Published from 1984 through 2005, Emigre magazine was a venue for radical innovations in type and graphic design. The publication, based in Berkeley and Sacramento and edited by Rudy VanderLans, presented an array of work by different designers as part of an ongoing discussion about the nature of design. Each issue displayed new typefaces, many of them by magazine cofounder Zuzana Licko.
The emergence and growth of this publication coincided with the breakdown of rigid rules that had long governed the realm of graphic design. VanderLans and Licko were among the first designers to realize the immense freedom offered by the Macintosh computer, which replaced the laborious construction of page layouts and limits in the variety of type with endless possibilities for composing imagery and text. The computer, reflecting a popular culture inundated with “bytes” of information and commercial messages, breaks all information down to its simplest pieces.
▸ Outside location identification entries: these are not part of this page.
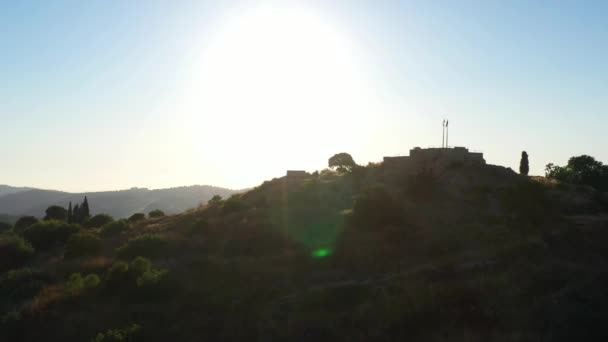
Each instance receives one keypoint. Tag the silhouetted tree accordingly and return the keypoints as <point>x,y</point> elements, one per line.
<point>584,170</point>
<point>342,162</point>
<point>24,222</point>
<point>70,213</point>
<point>56,212</point>
<point>86,213</point>
<point>524,166</point>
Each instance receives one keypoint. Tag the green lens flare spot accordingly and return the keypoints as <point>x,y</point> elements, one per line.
<point>321,253</point>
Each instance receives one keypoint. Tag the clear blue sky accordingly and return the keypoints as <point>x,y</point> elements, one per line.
<point>98,95</point>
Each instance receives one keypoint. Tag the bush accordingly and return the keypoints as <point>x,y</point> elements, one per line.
<point>14,252</point>
<point>114,228</point>
<point>82,244</point>
<point>140,265</point>
<point>47,234</point>
<point>137,217</point>
<point>118,335</point>
<point>156,213</point>
<point>22,283</point>
<point>23,223</point>
<point>98,221</point>
<point>148,245</point>
<point>118,275</point>
<point>76,283</point>
<point>233,204</point>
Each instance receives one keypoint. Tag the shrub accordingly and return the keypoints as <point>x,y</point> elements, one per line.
<point>148,245</point>
<point>47,234</point>
<point>76,283</point>
<point>91,281</point>
<point>98,221</point>
<point>233,204</point>
<point>137,217</point>
<point>140,265</point>
<point>118,275</point>
<point>151,277</point>
<point>82,244</point>
<point>22,283</point>
<point>5,226</point>
<point>14,252</point>
<point>118,335</point>
<point>156,213</point>
<point>24,222</point>
<point>114,228</point>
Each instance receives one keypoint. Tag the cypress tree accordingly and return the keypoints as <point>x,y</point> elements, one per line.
<point>76,214</point>
<point>70,213</point>
<point>85,209</point>
<point>524,166</point>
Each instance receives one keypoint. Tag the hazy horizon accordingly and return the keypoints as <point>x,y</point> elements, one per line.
<point>109,95</point>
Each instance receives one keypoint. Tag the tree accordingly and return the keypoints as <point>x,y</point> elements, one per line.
<point>85,209</point>
<point>524,166</point>
<point>583,170</point>
<point>56,212</point>
<point>342,162</point>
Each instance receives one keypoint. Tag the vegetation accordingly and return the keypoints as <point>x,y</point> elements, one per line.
<point>582,170</point>
<point>14,252</point>
<point>82,244</point>
<point>524,164</point>
<point>48,234</point>
<point>342,162</point>
<point>56,212</point>
<point>24,222</point>
<point>466,254</point>
<point>156,213</point>
<point>98,221</point>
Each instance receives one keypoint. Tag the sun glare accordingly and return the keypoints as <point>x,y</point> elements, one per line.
<point>284,83</point>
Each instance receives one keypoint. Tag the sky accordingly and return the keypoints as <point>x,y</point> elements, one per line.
<point>106,95</point>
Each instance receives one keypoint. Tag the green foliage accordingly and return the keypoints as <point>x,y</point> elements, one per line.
<point>56,212</point>
<point>14,252</point>
<point>216,200</point>
<point>5,226</point>
<point>375,209</point>
<point>24,222</point>
<point>524,165</point>
<point>147,245</point>
<point>156,213</point>
<point>140,265</point>
<point>136,217</point>
<point>234,204</point>
<point>127,334</point>
<point>582,170</point>
<point>98,221</point>
<point>22,283</point>
<point>342,162</point>
<point>82,244</point>
<point>76,283</point>
<point>47,234</point>
<point>114,228</point>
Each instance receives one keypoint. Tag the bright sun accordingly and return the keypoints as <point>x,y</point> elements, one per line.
<point>281,88</point>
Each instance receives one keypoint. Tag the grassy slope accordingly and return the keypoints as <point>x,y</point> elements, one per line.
<point>471,255</point>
Emigre’s designers picked up those pieces and reassembled them in ways that broke the rules of traditional design and asserted the pure power of the abstract sign, letter, or image.
Emigre showed that design, rather than relying on fixed grids and a limited range of typefaces, can encompass a variety of writings, imagery, and organizational patterns at the same time. The very act of assembling a text for publication was part of the magazine’s message, and the strategies the designers developed for creating order made that meaning into the subject of design. They did so in way that sometimes seemed chaotic but was always extremely effective. By taking apart the page, Emigre’s editors and contributors changed that once-pristine site of communication into a place that continually questioned how we read, the way design constructs content out of the very means of representation, and the nature of the mark or sign.